Efficacy of dual-specific Bcr-Abl and Src-family kinase inhibitors in cells sensitive and resistant to imatinib mesylate
Drug Resistance, Neoplasm
Fusion Proteins, bcr-abl
Leukemia, Myelogenous, Chronic, BCR-ABL Positive
Monotherapy of chronic myeloid leukemia (CML) with imatinib mesylate has been cast into shadow by the evolution of clinical resistance during therapy. Resistance to imatinib can arise by multiple mechanisms including amplification or mutation of Bcr-Abl, and continuity of imatinib therapy is probably a poor option for either of these patient groups. Recently, however, a structurally distinct new class of drugs, the pyrido[2,3-d]pyrimidines, has been described, and these compounds are predicted to make different molecular contacts in the Abl kinase domain. These drugs potently target both the Bcr-Abl and Src-family kinase activities, both of which are thought to be relevant to survival of the leukemic cell.
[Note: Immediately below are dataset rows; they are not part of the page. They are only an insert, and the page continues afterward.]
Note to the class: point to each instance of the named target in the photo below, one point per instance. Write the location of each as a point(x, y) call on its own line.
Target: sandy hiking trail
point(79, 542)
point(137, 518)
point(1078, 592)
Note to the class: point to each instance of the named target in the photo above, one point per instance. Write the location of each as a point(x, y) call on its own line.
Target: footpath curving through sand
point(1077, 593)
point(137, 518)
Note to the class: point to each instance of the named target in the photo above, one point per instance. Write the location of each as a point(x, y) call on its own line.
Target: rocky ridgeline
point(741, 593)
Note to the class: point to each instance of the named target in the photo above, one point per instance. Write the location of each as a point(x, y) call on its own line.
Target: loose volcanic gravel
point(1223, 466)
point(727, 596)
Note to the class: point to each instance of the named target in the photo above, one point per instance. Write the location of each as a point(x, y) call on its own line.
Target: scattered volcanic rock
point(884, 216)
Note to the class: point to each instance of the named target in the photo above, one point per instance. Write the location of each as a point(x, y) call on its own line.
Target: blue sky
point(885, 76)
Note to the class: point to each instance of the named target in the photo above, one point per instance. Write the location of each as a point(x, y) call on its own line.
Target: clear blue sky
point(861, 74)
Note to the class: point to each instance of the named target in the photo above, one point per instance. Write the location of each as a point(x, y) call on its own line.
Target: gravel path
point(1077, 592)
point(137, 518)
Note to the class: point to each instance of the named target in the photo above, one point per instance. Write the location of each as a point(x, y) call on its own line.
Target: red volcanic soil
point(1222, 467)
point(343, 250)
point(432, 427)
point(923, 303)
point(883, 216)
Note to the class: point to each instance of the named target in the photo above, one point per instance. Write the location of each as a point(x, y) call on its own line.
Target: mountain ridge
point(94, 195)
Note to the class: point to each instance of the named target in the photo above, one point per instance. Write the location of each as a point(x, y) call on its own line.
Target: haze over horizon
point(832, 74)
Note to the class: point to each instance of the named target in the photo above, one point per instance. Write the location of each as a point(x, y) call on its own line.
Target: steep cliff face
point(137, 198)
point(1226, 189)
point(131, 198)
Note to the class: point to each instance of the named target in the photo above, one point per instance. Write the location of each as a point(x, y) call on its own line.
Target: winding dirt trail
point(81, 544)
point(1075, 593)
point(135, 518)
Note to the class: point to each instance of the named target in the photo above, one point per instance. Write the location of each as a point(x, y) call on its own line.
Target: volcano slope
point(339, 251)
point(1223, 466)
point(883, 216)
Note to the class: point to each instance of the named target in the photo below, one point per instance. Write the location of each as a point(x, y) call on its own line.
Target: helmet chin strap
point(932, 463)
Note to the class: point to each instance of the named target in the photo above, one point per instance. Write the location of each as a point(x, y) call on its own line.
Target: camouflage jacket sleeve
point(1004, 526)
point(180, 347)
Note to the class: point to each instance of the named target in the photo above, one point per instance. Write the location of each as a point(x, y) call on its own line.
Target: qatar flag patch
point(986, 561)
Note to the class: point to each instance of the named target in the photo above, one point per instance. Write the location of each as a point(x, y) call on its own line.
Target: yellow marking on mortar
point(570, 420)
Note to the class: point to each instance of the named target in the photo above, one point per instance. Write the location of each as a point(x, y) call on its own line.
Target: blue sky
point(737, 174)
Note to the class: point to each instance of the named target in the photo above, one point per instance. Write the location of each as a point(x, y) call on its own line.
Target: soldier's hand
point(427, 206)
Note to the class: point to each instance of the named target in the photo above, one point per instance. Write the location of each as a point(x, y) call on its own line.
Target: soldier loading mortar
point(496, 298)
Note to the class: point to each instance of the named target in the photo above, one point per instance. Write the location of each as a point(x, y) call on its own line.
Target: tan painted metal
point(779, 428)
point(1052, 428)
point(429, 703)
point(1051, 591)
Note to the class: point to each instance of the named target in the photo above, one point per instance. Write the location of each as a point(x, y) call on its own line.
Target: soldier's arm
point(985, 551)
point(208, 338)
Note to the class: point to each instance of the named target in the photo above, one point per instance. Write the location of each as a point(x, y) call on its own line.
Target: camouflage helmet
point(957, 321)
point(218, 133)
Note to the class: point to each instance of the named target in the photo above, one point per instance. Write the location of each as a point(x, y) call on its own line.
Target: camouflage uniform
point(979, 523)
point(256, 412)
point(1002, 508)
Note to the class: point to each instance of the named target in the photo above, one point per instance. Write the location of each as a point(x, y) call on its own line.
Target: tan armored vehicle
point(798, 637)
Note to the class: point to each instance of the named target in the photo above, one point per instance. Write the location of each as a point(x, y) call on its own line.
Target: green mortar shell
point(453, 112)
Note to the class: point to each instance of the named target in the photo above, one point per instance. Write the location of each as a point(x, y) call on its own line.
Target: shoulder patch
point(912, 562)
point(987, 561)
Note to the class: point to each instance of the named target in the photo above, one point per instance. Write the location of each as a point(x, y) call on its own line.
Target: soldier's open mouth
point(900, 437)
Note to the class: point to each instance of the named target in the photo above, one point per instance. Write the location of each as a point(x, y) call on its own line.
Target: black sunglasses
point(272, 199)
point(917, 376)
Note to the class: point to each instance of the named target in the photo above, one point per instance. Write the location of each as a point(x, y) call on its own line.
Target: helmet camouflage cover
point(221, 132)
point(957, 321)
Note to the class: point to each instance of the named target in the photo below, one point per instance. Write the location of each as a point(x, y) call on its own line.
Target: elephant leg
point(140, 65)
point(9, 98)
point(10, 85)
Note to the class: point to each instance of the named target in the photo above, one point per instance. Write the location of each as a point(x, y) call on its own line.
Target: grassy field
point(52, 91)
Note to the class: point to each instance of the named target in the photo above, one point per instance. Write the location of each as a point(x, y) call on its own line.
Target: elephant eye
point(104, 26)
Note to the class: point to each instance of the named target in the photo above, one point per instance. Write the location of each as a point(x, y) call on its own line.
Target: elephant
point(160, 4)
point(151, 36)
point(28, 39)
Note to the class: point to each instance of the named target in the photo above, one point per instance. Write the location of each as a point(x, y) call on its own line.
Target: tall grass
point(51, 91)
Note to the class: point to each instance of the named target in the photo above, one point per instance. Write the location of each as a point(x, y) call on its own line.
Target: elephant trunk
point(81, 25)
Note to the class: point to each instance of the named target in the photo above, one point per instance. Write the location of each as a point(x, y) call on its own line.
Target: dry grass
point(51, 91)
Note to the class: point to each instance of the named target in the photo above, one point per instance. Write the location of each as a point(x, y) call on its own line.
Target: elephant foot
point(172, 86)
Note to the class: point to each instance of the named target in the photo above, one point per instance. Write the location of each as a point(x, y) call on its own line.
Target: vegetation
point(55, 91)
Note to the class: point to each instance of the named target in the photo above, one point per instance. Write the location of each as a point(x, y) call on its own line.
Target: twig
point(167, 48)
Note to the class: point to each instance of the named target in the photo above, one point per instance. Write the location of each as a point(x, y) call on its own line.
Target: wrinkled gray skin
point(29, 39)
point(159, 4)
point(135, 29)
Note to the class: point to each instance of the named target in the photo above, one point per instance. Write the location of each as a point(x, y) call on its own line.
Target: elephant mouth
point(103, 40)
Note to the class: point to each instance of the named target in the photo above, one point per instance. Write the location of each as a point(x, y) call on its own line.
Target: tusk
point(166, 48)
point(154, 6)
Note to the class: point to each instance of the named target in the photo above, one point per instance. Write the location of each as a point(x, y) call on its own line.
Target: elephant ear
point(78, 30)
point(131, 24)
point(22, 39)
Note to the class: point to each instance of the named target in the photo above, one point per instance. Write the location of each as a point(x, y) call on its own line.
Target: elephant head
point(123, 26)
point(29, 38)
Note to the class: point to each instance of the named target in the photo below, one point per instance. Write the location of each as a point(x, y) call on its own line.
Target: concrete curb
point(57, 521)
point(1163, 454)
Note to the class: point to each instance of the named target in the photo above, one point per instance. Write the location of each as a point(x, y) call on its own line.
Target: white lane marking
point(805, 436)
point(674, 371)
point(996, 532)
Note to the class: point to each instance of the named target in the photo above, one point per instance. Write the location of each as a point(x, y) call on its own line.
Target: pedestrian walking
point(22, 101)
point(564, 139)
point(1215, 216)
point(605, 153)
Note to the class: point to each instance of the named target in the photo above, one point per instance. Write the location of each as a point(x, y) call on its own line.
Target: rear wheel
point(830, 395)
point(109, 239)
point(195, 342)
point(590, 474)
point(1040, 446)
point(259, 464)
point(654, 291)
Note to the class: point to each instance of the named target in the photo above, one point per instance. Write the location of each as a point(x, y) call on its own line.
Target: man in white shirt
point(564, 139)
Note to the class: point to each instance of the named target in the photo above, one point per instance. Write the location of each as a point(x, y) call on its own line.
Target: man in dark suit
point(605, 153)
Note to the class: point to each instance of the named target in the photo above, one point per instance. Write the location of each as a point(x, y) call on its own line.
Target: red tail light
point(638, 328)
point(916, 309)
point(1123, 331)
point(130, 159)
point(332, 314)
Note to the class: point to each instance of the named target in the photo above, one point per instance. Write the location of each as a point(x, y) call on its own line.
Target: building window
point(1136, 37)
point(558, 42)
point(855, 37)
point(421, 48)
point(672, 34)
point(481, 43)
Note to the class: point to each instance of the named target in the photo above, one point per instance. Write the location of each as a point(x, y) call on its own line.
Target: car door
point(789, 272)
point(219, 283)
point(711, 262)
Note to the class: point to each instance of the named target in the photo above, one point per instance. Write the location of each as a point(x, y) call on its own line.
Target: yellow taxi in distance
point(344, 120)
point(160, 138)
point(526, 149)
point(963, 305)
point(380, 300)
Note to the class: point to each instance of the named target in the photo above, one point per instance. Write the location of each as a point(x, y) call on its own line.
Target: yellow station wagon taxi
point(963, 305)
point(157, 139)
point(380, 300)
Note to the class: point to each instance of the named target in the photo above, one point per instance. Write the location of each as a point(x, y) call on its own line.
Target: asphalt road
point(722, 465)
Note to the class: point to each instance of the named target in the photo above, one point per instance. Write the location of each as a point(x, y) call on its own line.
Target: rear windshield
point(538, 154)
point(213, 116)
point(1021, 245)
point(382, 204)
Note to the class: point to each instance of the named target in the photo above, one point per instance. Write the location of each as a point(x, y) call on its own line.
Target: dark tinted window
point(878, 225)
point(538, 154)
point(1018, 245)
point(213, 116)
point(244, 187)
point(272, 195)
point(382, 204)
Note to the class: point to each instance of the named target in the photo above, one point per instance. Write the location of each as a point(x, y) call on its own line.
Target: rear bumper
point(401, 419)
We asked whether these drugs could selectively induce cell death in murine cell line models of CML cells sensitive and resistant to imatinib by different mechanisms. We show that whereas the pyrido[2,3-d] pyrimidines are indeed highly potent in suppressing proliferation of Bcr-Abl-overexpressing imatinib-resistant cells, they are almost completely ineffective against cells expressing the T315I mutant. This implies that despite structural differences from imatinib, these drugs are unlikely to be useful in patients expressing this mutant Bcr-Abl protein, but may be effective in cases where selection of cells overexpressing the oncoprotein leads to refractoriness to imatinib.